IT is obviously bad but how bad? That was the question running round the Scottish Labour conference in Perth yesterday as delegates pondered the loss of the Copeland by election to the Tories, the worst result for an official opposition in 35 years. The defeat of Ukip leader Paul Nuttall in Stoke-on-Trent offered some relief, although his campaign self-destructed, and even then Labour only just scraped through.

Indeed, it was arguably the Tories what won it for Labour in Stoke. After Theresa May’s recent visit, Ukip and the Tories ended neck and neck, on 5,233 and 5,154 votes respectively. Had the Tories eased off, even the accident-prone Mr Nuttall might have triumphed. Mrs May can live with one Labour face replacing another at Westminster.

It would have been far harder to handle the Ukip leader getting a Commons platform and spooked Tory MPs badgering her to turn the Brexit talks into all-out war with Brussels. Labour’s win in Stoke is also Mrs May’s.

There was an obvious follow-up question in Perth, too: how much worse can it get? With UK-wide local elections in May, it won’t take long to find out, though the answer isn’t in doubt. Things can get much worse, and they surely will. In Scotland, Labour polled 31 per cent in 2012 and won power in 15 of 32 councils. This year it’s polling half that and is likely to come third behind the Tories on vote share and lose power in most of its authorities, including the capital of its lost empire, Glasgow.

Jeremy Corbyn can’t rescue it. I saw him speak when he stood for election as leader in 2015. The speech was terrible, a random list of things in life he thought were awful, including General Pinochet’s coup in Chile in 1973. How, I wondered, would any of it appeal to ordinary voters who are understandably more interested in their future than South American history? He didn’t seem interested in getting votes. What kind of party leader doesn’t prioritise votes and hence power and change? A doomed one, clearly.

But the conference faithful needn’t throw themselves into the Tay just yet. Mr Corbyn, who is due in Perth tomorrow, may not be a name to inspire hope but these might: William Hague, Iain Duncan Smith, and Michael Howard.

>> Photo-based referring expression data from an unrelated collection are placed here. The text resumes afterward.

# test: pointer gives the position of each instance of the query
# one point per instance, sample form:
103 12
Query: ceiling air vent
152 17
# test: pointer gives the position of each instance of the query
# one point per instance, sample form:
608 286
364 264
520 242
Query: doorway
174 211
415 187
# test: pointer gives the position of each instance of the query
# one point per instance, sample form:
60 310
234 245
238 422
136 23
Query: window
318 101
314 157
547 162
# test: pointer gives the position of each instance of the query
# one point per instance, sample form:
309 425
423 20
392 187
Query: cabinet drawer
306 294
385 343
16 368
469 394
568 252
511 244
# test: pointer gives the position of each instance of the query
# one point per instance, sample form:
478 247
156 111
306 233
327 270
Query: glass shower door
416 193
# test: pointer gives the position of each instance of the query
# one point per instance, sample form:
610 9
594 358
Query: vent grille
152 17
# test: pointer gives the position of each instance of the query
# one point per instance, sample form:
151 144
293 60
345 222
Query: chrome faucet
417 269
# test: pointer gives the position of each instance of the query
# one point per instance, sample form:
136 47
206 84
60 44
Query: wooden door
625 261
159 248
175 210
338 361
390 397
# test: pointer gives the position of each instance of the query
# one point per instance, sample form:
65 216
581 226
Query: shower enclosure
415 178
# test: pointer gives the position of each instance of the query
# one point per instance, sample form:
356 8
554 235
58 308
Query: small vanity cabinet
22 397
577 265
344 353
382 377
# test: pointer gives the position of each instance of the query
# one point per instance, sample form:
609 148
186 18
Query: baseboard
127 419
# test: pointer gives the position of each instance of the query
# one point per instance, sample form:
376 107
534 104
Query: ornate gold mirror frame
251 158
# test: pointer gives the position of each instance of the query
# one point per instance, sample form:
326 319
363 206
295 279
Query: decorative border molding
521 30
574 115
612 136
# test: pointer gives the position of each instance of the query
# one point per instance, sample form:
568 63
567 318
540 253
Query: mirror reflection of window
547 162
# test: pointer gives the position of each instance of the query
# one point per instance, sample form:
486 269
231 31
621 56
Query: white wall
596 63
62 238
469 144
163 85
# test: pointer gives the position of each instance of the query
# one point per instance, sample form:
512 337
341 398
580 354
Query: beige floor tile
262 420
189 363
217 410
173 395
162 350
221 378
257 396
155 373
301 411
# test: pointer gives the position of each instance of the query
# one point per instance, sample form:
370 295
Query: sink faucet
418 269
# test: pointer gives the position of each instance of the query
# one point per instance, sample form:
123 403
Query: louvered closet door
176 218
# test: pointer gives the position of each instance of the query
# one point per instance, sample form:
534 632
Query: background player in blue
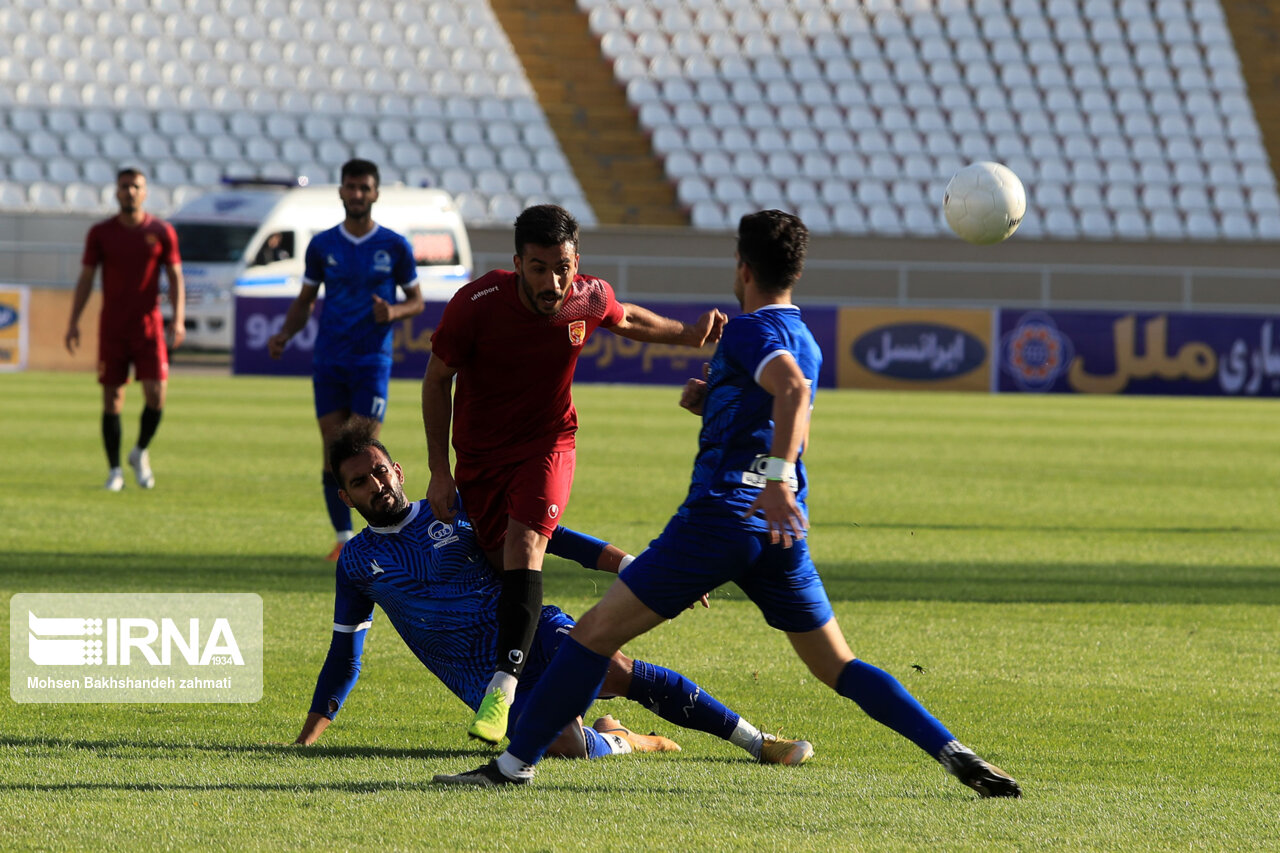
437 587
360 264
744 520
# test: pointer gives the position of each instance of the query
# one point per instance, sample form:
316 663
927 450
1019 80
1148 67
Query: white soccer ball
984 203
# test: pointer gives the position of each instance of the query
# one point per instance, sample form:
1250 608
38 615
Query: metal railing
1194 281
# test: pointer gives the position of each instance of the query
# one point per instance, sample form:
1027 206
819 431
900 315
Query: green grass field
1092 587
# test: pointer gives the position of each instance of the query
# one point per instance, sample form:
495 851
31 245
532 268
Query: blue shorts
691 559
553 626
360 389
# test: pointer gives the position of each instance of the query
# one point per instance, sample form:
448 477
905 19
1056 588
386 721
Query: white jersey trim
342 228
414 509
766 360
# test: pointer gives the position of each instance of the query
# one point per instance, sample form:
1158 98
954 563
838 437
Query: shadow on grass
873 580
1048 528
275 749
278 749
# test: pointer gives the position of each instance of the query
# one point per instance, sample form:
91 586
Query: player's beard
539 305
384 514
359 210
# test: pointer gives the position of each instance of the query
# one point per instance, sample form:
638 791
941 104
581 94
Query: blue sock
567 689
597 747
339 514
886 701
675 698
575 546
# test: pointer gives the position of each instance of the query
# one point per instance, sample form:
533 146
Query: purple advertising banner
1139 352
606 356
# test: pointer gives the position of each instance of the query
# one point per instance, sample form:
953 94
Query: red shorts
141 345
533 492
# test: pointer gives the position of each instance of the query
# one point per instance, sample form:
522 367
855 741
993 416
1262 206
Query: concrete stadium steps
598 131
1256 32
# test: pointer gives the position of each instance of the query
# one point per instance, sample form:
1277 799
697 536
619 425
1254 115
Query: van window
278 246
213 243
434 247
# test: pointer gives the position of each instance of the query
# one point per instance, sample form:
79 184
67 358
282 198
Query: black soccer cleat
987 779
484 776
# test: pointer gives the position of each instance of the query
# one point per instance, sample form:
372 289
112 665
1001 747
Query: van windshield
213 243
433 247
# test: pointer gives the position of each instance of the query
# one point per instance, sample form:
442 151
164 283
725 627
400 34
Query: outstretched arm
784 379
641 324
293 322
437 415
412 305
83 287
178 302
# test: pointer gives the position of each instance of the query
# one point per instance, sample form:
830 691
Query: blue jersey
435 585
737 415
352 270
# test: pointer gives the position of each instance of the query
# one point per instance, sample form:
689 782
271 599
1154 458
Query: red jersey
131 260
515 366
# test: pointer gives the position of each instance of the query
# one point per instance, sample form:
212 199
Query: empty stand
1091 104
195 89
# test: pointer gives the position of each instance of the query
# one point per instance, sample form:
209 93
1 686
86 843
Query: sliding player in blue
434 583
744 520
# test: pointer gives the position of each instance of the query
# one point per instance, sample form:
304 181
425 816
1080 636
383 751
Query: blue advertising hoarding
606 356
1139 352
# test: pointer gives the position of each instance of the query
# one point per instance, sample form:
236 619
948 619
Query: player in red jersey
131 247
512 340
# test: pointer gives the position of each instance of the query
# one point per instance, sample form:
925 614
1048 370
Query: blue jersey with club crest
737 415
352 270
433 582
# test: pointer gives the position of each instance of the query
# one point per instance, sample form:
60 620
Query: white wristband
778 470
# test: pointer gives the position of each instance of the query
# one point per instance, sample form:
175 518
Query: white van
252 237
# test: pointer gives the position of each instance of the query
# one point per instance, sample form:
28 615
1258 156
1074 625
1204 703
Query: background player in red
512 340
131 247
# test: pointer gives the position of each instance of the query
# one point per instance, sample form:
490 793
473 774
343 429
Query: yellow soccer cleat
490 720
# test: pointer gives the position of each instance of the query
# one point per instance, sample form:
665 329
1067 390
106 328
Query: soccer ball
984 203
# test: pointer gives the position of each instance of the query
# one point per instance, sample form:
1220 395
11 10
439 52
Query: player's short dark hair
545 226
352 441
359 168
773 243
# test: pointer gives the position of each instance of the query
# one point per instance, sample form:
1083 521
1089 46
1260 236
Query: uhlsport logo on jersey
192 647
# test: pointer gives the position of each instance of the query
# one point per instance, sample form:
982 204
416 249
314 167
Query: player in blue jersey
435 584
745 521
360 264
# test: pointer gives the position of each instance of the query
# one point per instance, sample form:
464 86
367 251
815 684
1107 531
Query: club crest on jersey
442 534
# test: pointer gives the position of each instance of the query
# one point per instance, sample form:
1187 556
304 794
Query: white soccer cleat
784 751
141 464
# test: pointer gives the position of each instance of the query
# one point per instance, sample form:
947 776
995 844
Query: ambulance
251 237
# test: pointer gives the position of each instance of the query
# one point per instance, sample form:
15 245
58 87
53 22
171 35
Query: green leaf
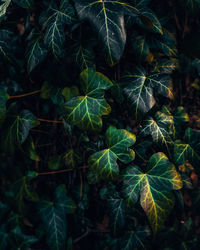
22 240
134 239
153 187
139 88
83 55
3 99
3 7
86 111
17 130
140 47
22 191
188 150
107 18
3 237
159 128
54 219
55 24
117 214
27 4
104 163
63 201
36 51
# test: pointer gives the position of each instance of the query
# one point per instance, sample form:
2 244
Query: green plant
97 147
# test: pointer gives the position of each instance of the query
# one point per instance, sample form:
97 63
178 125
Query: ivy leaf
140 47
22 191
117 214
22 240
54 220
107 18
3 99
27 4
36 51
188 150
104 163
86 111
64 202
3 237
17 130
140 86
134 239
159 128
153 187
55 24
84 55
3 7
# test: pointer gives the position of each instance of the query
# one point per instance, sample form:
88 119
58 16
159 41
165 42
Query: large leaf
104 163
55 24
153 187
17 130
159 128
36 51
107 18
86 111
139 88
3 7
188 150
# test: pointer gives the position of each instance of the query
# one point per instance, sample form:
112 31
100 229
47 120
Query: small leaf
117 214
104 163
153 187
27 4
36 51
86 111
159 128
188 150
3 7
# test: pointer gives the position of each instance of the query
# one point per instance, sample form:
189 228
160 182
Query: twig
27 94
50 121
62 171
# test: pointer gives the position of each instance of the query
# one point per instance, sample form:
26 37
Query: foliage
100 147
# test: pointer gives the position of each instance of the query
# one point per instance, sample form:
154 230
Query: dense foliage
100 147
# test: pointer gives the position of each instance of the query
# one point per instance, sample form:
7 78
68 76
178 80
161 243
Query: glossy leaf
104 163
107 18
153 188
18 130
139 88
117 214
3 7
36 52
27 4
188 150
86 111
159 128
55 23
134 239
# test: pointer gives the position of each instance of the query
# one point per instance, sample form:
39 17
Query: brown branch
62 171
27 94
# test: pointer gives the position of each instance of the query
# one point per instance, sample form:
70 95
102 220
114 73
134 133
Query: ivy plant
99 124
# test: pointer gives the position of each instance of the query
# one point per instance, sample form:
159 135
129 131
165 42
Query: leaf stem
27 94
62 171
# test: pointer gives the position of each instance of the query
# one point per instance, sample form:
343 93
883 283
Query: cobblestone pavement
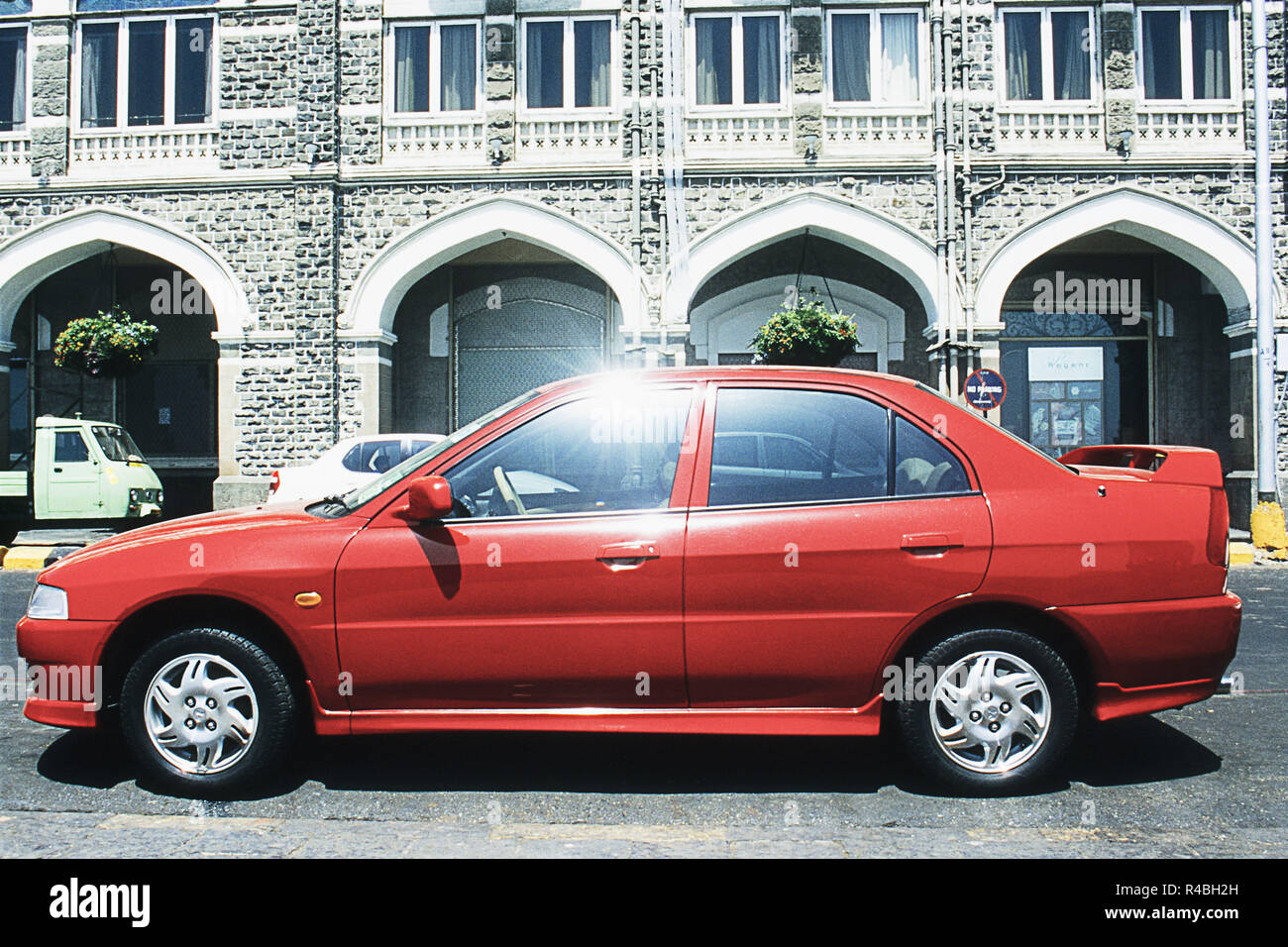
1207 780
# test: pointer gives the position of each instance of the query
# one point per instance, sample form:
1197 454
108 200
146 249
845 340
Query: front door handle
930 543
619 556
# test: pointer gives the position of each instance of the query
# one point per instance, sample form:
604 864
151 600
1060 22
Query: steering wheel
506 489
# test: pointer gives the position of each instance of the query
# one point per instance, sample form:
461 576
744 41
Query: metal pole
1265 312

The landfill Tory leaders between John Major and David Cameron are a reminder that parties often churn chaotically through a series of duds before the tide turns. Mr Hague was the first modern Tory leader not to become prime minister. IDS lasted barely two years, Mr Howard the same. But then the Tories got a leader in Mr Cameron and an opponent in Gordon Brown whom they could work with.

Politics is a strange mutual support system, in which parties are first concussed and then revived by their opponents. Flatlining parties cannot regenerate in a vacuum. They need friction to prosper, something to bounce off and react to. Take the Scottish Tories. Wiped out in 1997, rescued by devolution, they stalled under the late David McLetchie then declined under Annabel Goldie. Ruth Davidson leads the second party at Holyrood and has approval ratings higher than Nicola Sturgeon’s; because along came an issue, independence, she could oppose and make her own. Alex Salmond and Ms Sturgeon revived the Scottish Tories as surely as they revived the SNP, driving Unionist voters into Ms Davidson’s arms.

So Scottish Labour’s task is to survive in the hope it can thrive in future. It will be a long wait but its opponents will eventually provide an issue, scandal or leader it can define itself against. As former Labour MP Tom Harris noted, a second referendum might even rescue the party. Whether it’s a Yes or No, the SNP will have to stop talking about the constitution and politics will revert to health, education and social justice. Scottish Labour, improbably, isn’t done for yet.